In order to use as little real data as possible, 20-40 real data groups are adopted as the input of the CrystGAN model, and the generated accuracy in using different real data is compared. The generated data and the real data set are combined to train the ANN model. It can be found that after using more than 35 real data groups, the prediction ability of the CrystGAN-ANN model has not been significantly improved. Therefore, we can determine that the minimum number of real data used to accomplish the PSD and yield prediction of the cooling crystallization process is 35 groups. In addition, the genetic algorithm (GA) is used to optimize the hyperparameters of the ANN model further. Finally, the root mean square error (RMSE) of the optimal yield prediction value of the proposed CrystGAN-ANN-GA model is 4.49, and the accuracy of the DV values is not higher than 10.12, which means we have achieved our preset prediction purpose.

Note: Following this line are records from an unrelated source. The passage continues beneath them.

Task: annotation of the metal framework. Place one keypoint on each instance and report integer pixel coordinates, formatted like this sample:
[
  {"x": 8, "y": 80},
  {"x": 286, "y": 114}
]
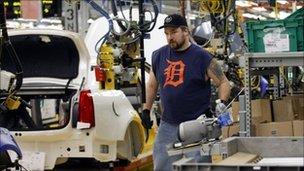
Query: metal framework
[{"x": 259, "y": 60}]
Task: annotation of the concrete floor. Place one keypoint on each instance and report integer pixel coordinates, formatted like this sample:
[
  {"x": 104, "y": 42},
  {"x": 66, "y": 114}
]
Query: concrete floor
[{"x": 91, "y": 165}]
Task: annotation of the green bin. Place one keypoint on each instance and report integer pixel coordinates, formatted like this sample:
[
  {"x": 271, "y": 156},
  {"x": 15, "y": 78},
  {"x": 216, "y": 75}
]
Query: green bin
[
  {"x": 297, "y": 14},
  {"x": 275, "y": 35}
]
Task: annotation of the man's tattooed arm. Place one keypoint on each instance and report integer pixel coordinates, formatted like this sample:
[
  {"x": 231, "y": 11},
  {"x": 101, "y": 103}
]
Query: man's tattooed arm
[{"x": 219, "y": 79}]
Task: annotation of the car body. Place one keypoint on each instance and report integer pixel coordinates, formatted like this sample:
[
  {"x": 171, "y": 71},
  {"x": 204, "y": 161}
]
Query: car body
[{"x": 88, "y": 122}]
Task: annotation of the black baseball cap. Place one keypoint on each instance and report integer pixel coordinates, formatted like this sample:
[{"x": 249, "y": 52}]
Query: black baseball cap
[{"x": 174, "y": 20}]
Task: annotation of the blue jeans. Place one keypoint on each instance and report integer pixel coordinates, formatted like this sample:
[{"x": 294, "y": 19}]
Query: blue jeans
[{"x": 167, "y": 135}]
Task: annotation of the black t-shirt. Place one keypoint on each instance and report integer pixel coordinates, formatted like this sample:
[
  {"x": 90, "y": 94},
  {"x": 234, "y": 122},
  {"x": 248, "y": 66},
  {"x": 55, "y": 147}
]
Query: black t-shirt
[{"x": 184, "y": 92}]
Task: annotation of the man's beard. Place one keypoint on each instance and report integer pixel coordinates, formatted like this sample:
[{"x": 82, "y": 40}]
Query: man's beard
[{"x": 176, "y": 45}]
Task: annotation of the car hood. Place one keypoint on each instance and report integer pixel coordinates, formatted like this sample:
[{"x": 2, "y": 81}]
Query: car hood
[{"x": 48, "y": 54}]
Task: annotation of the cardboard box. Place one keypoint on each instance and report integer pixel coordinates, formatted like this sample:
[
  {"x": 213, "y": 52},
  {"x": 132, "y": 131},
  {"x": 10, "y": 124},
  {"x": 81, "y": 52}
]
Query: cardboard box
[
  {"x": 297, "y": 105},
  {"x": 259, "y": 109},
  {"x": 298, "y": 127},
  {"x": 275, "y": 129},
  {"x": 233, "y": 130},
  {"x": 283, "y": 110}
]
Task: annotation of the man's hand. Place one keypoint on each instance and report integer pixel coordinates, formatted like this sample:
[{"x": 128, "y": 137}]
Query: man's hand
[
  {"x": 220, "y": 107},
  {"x": 145, "y": 119}
]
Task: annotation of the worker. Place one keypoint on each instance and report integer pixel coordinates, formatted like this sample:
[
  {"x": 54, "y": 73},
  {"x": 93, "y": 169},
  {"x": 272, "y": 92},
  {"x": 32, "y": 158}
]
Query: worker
[{"x": 182, "y": 70}]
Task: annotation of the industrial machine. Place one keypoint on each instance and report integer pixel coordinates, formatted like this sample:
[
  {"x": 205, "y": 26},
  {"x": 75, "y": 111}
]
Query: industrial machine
[
  {"x": 10, "y": 83},
  {"x": 69, "y": 116}
]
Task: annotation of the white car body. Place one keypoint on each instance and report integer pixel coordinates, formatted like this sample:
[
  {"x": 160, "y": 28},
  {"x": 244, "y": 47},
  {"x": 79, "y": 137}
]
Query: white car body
[{"x": 117, "y": 132}]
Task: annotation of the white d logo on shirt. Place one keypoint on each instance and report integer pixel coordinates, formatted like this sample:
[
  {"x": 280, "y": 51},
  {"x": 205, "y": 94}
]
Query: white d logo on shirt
[{"x": 168, "y": 19}]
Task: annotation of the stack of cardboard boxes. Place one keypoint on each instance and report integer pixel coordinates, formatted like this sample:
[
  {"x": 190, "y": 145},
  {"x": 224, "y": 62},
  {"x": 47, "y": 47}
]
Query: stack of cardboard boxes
[{"x": 284, "y": 118}]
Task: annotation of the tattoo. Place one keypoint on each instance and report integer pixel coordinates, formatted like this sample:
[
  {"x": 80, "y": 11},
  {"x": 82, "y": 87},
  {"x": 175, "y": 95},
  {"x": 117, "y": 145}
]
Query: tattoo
[{"x": 216, "y": 69}]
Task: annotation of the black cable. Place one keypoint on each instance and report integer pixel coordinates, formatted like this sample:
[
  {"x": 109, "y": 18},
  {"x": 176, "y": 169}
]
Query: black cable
[
  {"x": 23, "y": 168},
  {"x": 10, "y": 49},
  {"x": 114, "y": 10}
]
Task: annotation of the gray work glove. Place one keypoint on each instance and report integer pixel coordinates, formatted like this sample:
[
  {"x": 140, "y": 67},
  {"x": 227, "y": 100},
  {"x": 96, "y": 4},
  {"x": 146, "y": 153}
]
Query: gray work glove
[{"x": 145, "y": 119}]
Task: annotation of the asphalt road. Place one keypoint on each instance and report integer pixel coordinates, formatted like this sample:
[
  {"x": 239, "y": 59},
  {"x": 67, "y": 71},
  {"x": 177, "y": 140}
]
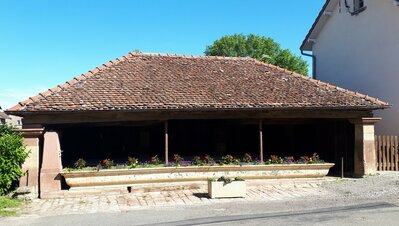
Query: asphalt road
[
  {"x": 326, "y": 212},
  {"x": 369, "y": 201}
]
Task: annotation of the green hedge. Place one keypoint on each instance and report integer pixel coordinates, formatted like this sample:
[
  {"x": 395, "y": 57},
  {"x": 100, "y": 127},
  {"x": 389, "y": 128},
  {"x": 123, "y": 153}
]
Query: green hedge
[{"x": 12, "y": 155}]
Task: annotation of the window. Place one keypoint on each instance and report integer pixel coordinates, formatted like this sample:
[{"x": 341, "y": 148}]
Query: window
[{"x": 358, "y": 7}]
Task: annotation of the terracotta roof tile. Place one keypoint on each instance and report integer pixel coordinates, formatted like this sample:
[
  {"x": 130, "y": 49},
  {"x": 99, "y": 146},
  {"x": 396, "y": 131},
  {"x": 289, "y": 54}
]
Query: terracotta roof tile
[{"x": 140, "y": 81}]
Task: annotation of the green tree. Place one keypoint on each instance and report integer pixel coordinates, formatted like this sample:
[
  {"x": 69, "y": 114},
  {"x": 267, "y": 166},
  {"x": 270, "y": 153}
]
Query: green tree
[
  {"x": 12, "y": 156},
  {"x": 261, "y": 48}
]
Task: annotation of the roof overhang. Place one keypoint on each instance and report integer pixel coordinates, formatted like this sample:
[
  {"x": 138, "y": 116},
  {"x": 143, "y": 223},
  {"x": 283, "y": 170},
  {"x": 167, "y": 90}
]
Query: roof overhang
[{"x": 325, "y": 13}]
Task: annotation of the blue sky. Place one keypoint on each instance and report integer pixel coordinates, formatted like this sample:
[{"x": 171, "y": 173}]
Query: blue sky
[{"x": 45, "y": 43}]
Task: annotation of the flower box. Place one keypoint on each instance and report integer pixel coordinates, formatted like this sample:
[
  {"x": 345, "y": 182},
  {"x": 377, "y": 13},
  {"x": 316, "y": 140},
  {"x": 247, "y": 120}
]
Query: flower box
[
  {"x": 220, "y": 189},
  {"x": 129, "y": 177}
]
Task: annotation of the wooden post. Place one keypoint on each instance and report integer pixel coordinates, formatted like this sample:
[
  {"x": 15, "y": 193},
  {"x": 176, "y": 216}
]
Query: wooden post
[
  {"x": 260, "y": 141},
  {"x": 166, "y": 143}
]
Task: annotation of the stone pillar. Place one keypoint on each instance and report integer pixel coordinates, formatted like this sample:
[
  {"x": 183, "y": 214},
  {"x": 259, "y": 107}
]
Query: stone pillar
[
  {"x": 50, "y": 178},
  {"x": 364, "y": 155},
  {"x": 30, "y": 179}
]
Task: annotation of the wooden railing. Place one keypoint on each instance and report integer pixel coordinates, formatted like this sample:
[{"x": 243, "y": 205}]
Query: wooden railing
[{"x": 387, "y": 153}]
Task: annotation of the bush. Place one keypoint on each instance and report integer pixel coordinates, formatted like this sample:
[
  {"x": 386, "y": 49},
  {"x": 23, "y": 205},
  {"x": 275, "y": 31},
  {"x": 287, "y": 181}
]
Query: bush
[
  {"x": 12, "y": 155},
  {"x": 80, "y": 163},
  {"x": 132, "y": 162},
  {"x": 106, "y": 164}
]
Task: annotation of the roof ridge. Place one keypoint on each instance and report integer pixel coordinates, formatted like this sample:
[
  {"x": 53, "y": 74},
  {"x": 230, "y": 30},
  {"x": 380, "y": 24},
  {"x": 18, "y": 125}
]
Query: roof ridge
[
  {"x": 131, "y": 55},
  {"x": 137, "y": 53},
  {"x": 319, "y": 82},
  {"x": 67, "y": 84}
]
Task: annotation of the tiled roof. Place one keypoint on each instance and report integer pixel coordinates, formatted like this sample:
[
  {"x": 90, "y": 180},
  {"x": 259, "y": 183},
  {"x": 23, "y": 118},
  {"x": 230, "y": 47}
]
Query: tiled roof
[
  {"x": 140, "y": 81},
  {"x": 4, "y": 115}
]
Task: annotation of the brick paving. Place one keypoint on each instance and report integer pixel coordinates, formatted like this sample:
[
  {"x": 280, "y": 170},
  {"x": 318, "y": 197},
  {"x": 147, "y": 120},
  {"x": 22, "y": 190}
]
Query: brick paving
[{"x": 256, "y": 191}]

At present, there is increasing research on applying ML to study chemical engineering. We hope to provide guidance and reference through our work for the regression and prediction of complex multi-factor systems in relevant fields.

References

[1] Y.Ma, J. Gong, et al. (2021): Design of Spherical Crystallization of Active Pharmaceutical Ingredients via a Highly Efficient Strategy: From Screening to Preparation, ACS Sustainable Chemistry & Engineering 9, 27, 9018–9032.

[2] Y.Ma, J. Gong, et al. (2021): Machine learning-based solubility prediction and methodology evaluation of active pharmaceutical ingredients in industrial crystallization, Frontiers of Chemical Science and Engineering 16, pages523–535 (2022)

[3] B. Szilagyi, Z. Nagy, et al. (2021): Cross-Pharma Collaboration for the Development of a Simulation Tool for the Model-Based Digital Design of Pharmaceutical Crystallization Processes (CrySiV), Crystal Growth & Design 21, 6448−6464.